For General Information
Scrum is an iterative and incremental Agile software development framework for managing software projects and product or application development. It defines 'a flexible, holistic product development strategy where a development team works as a unit to reach a common goal.' It challenges assumptions of the 'traditional, sequential approach' to product development. Scrum enables teams to self-organize by encouraging physical co-location of all team members and daily face to face communication among all team members and disciplines in the project.
A key principle of Scrum is its recognition that during a project the customers can change their minds about what they want and need (often called requirements churn), and that unpredicted challenges cannot be easily addressed in a traditional predictive or planned manner. As such, Scrum adopts an empirical approach—accepting that the problem cannot be fully understood or defined, focusing instead on maximizing the team's ability to deliver quickly and respond to emerging requirements.Scrum Master
Scrum is facilitated by a Scrum Master, who is accountable for removing impediments to the ability of the team to deliver the product goals and deliverables. The Scrum Master is not a traditional team lead or project manager, but acts as a buffer between the team and any distracting influences. The Scrum Master ensures that the Scrum process is used as intended. The Scrum Master is the enforcer of the rules of Scrum, often chairs key meetings, and challenges the team to improve. The role has also been referred to as a servant-leader to reinforce these dual perspectives.

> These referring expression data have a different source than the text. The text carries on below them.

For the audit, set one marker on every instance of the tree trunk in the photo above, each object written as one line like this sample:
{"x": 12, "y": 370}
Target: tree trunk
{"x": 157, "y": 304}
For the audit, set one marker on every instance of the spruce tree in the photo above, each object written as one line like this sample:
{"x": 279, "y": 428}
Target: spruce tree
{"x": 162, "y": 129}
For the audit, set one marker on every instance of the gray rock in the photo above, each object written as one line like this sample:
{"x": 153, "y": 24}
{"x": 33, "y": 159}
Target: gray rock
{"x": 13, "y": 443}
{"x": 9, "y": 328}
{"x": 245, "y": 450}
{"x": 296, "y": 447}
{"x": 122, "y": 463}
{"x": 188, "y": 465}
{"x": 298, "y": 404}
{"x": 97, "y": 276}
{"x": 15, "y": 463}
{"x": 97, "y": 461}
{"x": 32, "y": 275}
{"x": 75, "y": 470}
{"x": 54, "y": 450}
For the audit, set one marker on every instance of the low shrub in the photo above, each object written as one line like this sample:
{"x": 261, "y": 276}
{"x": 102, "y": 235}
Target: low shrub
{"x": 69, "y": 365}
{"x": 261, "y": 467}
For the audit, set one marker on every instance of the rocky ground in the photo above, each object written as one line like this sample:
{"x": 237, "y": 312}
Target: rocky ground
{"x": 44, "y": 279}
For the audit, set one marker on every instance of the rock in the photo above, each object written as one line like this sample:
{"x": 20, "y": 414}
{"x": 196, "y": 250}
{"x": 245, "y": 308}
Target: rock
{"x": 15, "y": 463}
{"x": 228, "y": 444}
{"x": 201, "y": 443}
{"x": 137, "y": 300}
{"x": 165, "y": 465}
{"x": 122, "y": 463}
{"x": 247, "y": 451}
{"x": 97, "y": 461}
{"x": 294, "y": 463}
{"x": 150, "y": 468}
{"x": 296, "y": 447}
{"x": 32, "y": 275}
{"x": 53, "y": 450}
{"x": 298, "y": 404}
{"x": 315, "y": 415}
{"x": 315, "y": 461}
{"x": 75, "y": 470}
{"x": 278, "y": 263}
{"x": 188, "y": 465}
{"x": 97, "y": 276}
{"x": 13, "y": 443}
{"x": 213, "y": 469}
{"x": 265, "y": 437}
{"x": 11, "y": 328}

The Scrum Master differs from a project manager in that the latter may have people management responsibilities unrelated to the role of Scrum Master. The Scrum Master role excludes any such additional people responsibilities. In fact, there is no role of project manager in Scrum at all, because none is needed. The traditional responsibilities of a project manager have been divided up and reassigned among the three Scrum roles, and mostly to the Development Team and the Product Owner, rather than to the Scrum Master. Practicing Scrum with the addition of a project manager indicates a fundamental misunderstanding of Scrum, and typically results in conflicting responsibilities, unclear authority, and sub-optimal results.